Вообще, теперь самое страшное, самое ужасное и позорное даже не сами ужасы и позоры, а то, что надо разъяснять их, спорить о том, хороши они или дурны. Это ли не крайний ужас, что я должен доказывать, например, то, что лучше тысячу раз околеть с голоду, чем обучать эту хряпу ямбам и хореям, дабы она могла воспевать, как ее сотоварищи грабят, бьют, насилуют, пакостят в церквах, вырезывают ремни из офицерских спин, венчают с кобылами священников!

— «Советская революция — желание народа, а потому была неизбежна». Вы согласны с этим утверждением?

— Не народ начал революцию, а большевики. Народу было совершенно наплевать на все, чего мы хотели, чем мы были недовольны. Я не о революции с вами говорю — пусть она неизбежна, прекрасна, все что угодно. Но не врите на народ — ему ваши ответственные министерства, замены Щегловитовых Малянтовичами и отмены всяческих цензур были нужны как летошний снег, и он это доказал твердо и жестоко, сбросивши к черту и временное правительство, и учредительное собрание, и «все, за что гибли поколения лучших русских людей», как вы выражаетесь, и ваше «до победного конца».

— Вы говорите, «народу все равно», но, быть может, в нем есть склонность к бунту без цели?

— Есть два типа в народе. В одном преобладает Русь, в другом — Чудь, Меря. Но и в том и в другом есть страшная переменчивость настроений, обликов, «шаткость», как говорили в старину. Народ сам сказал про себя: «Из нас, как из древа, — и дубина, и икона» — в зависимости от обстоятельств, от того, кто это древо обрабатывает: Сергий Радонежский или Емелька Пугачев.

Землетрясение, чума, холера — тоже стихии. Однако никто не прославляет их, никто не канонизирует, с ними борются. А революцию всегда «углубляют».

— Это ответ на извечный русский вопрос «Кто виноват?». Емелька?

— «Левые» все «эксцессы» революции валят на старый режим, черносотенцы — на евреев. А народ не виноват! Да и сам народ будет впоследствии валить все на другого — на соседа и на еврея: «Что ж я? Что Илья, то и я. Это нас жиды на все это дело подбили…»

— Многие хоть и не разделяли идеалов революции, восхищались ее стихийной мощью…

— Землетрясение, чума, холера — тоже стихии. Однако никто не прославляет их, никто не канонизирует, с ними борются. А революцию всегда «углубляют».

— Может быть, в революции 1917 года было что-то особенное?

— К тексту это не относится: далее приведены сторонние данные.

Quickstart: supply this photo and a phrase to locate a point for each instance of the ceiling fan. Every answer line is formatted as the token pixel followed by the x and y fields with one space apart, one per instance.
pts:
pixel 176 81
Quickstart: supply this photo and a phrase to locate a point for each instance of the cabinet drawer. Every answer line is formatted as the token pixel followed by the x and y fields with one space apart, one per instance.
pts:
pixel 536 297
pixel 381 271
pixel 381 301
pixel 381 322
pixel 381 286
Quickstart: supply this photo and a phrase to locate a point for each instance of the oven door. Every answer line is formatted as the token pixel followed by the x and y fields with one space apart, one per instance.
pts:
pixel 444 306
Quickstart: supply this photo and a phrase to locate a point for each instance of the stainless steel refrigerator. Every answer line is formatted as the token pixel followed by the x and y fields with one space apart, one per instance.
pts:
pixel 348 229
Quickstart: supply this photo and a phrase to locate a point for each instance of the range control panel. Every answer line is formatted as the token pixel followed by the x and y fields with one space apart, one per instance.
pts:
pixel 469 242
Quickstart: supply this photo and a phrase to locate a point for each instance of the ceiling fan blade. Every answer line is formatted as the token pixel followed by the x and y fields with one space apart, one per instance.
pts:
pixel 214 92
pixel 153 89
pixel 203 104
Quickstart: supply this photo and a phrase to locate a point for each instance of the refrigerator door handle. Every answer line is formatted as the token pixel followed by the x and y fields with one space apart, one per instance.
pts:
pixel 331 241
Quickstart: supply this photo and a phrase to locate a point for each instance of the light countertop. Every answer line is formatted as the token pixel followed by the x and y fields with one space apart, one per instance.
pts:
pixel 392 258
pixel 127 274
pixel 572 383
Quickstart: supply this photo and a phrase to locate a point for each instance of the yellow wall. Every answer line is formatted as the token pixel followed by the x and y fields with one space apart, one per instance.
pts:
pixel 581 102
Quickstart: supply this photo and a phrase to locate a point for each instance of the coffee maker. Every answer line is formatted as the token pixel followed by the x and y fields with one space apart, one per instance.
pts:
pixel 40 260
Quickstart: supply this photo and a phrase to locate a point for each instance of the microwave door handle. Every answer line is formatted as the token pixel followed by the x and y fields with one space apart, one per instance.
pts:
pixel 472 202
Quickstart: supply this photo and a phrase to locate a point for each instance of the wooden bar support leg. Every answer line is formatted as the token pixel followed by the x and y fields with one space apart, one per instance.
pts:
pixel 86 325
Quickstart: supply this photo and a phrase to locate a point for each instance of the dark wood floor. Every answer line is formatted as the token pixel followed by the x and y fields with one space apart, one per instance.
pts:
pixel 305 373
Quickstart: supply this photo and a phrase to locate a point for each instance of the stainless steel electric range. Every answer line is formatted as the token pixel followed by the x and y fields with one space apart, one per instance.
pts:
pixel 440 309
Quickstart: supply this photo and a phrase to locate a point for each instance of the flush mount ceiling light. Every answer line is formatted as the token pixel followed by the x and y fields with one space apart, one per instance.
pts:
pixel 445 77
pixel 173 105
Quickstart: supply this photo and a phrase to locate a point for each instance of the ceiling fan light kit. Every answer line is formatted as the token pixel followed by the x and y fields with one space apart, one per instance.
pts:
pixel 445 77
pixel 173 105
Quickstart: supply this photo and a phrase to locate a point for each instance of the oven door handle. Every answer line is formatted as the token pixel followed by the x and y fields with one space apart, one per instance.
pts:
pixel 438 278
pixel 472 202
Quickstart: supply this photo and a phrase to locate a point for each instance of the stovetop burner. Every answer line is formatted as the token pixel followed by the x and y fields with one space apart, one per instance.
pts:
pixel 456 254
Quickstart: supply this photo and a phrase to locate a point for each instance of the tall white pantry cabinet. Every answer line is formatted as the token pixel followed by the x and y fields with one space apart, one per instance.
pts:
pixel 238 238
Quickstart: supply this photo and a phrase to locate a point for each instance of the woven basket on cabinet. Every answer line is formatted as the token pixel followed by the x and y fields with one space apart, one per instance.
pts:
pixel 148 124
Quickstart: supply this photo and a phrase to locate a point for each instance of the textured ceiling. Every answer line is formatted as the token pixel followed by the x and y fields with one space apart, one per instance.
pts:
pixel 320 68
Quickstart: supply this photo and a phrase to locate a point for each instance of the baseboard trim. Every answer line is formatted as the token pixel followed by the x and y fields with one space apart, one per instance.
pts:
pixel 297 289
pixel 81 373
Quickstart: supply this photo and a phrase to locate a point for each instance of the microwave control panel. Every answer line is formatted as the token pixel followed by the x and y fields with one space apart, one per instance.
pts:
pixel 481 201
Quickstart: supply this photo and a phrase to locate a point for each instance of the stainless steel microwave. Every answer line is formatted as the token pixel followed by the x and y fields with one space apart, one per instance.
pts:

— Все революции так одинаковы! Все это повторяется потому прежде всего, что одна из самых отличительных черт революций — бешеная жажда игры, лицедейства, позы, балагана. В человеке просыпается обезьяна. Во время французской революции тоже сразу была создана целая бездна новых административных учреждений, хлынул целый потоп декретов, циркуляров. Число комиссаров — непременно почему-то комиссаров — и вообще всяческих властей стало несметно. Комитеты, союзы, партии росли как грибы и все «пожирали друг друга», образовался совсем новый, особый язык, «сплошь состоящий из высокопарнейших восклицаний вперемешку с самой площадной бранью по адресу грязных остатков издыхающей тирании…»

001

— Да, о языке. Вы писатель, тонко чувствуете слово. Как вы относитесь к «комиссарам», «революционным трибуналам» и прочему большевистскому новоязу?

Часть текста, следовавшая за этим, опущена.